* $185.9 million cash on hand
* Romney has been outpacing Obama in fund-raising
* Democrats worry about being outspent
By Steve Holland
WASHINGTON, Aug 5 (Reuters) - Republican presidential candidate Mitt Romney and the Republican National Committee raised $101.3 million in July, turning in another big month of financial strength for their battle to defeat President Barack Obama on Nov. 6.
In addition to the July numbers, the Romney campaign also planned to announce on Monday that Romney, the Republican National Committee and state party participants have $185.9 million cash on hand.
Romney has been outpacing the Democratic incumbent in fund-raising, and his July total of $101.3 million is another sign that Romney and his allies are on course to wash away any cash advantage that Obama, as an incumbent president, typically would enjoy in a bid for re-election.

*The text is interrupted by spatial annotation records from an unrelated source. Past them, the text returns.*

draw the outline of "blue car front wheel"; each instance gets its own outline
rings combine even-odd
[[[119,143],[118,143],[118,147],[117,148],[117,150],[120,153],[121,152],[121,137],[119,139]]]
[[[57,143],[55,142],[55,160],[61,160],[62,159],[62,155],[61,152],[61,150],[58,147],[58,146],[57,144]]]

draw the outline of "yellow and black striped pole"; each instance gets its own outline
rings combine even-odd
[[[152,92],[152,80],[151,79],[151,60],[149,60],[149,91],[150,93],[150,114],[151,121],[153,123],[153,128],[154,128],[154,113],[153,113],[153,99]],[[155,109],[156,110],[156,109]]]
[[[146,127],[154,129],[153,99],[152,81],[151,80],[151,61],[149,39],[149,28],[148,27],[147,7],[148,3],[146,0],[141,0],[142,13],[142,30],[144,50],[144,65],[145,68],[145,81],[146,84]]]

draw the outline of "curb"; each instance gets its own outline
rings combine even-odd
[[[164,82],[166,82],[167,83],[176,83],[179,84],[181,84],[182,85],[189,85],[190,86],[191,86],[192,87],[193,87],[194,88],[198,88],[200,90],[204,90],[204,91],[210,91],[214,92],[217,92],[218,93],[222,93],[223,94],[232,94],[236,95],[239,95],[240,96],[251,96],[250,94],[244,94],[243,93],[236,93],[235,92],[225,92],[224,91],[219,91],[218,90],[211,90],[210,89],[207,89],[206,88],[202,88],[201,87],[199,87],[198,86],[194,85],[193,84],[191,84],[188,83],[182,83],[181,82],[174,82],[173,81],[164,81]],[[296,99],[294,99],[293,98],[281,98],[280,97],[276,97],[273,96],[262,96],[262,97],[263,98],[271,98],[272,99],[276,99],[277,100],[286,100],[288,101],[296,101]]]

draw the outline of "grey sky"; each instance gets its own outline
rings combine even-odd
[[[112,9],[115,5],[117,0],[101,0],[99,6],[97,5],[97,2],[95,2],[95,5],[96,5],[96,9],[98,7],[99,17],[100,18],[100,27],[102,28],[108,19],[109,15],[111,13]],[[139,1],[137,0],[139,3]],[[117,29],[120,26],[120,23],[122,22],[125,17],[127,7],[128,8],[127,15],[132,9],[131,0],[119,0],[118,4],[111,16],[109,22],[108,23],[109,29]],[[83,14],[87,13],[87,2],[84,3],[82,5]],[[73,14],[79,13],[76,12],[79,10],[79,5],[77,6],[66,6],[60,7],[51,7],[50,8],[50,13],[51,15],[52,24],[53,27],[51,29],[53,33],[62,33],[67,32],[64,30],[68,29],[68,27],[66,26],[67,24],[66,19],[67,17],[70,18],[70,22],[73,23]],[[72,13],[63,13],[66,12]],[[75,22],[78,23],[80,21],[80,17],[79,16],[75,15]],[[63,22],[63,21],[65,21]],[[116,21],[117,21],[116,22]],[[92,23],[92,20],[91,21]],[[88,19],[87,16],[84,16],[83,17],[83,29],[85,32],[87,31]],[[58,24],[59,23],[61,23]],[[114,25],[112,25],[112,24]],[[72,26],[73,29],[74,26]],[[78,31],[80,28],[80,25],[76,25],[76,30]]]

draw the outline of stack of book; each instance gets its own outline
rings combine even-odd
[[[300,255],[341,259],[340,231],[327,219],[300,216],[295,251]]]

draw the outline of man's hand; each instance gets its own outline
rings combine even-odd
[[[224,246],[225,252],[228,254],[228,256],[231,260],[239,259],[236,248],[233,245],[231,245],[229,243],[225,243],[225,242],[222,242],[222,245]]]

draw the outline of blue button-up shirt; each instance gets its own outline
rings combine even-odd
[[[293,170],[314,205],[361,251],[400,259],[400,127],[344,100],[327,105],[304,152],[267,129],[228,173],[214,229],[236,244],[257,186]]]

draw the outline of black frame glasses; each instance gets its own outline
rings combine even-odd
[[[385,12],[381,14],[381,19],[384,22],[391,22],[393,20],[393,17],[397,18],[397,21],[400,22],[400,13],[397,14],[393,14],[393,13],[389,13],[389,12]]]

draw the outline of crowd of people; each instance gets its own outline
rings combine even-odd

Romney brought in $106 million in June, $35 million more than Obama raised that month, and the Democrats have warned they are in danger of being outspent in the run-up to the election.
Romney finance chief Spencer Zwick said donations have come from a broad spectrum of people including Republicans, independents and Democrats.
"We are well on track to raise the money to be successful in November," he said.
While big donors have powered much of the Republicans' fund-raising numbers, the Romney campaign said 94 percent of all donations received in July were for $250 or less.
Romney is to be formally nominated as the Republican candidate at the party's convention in Tampa this month. At that point, he can begin spending the massive haul in what may turn out to be the most expensive campaign.
He is running neck-and-neck with Obama in the polls. The former Massachusetts governor will soon announce his vice presidential running mate, which the campaign hopes will provide a boost of enthusiasm for the Republican ticket.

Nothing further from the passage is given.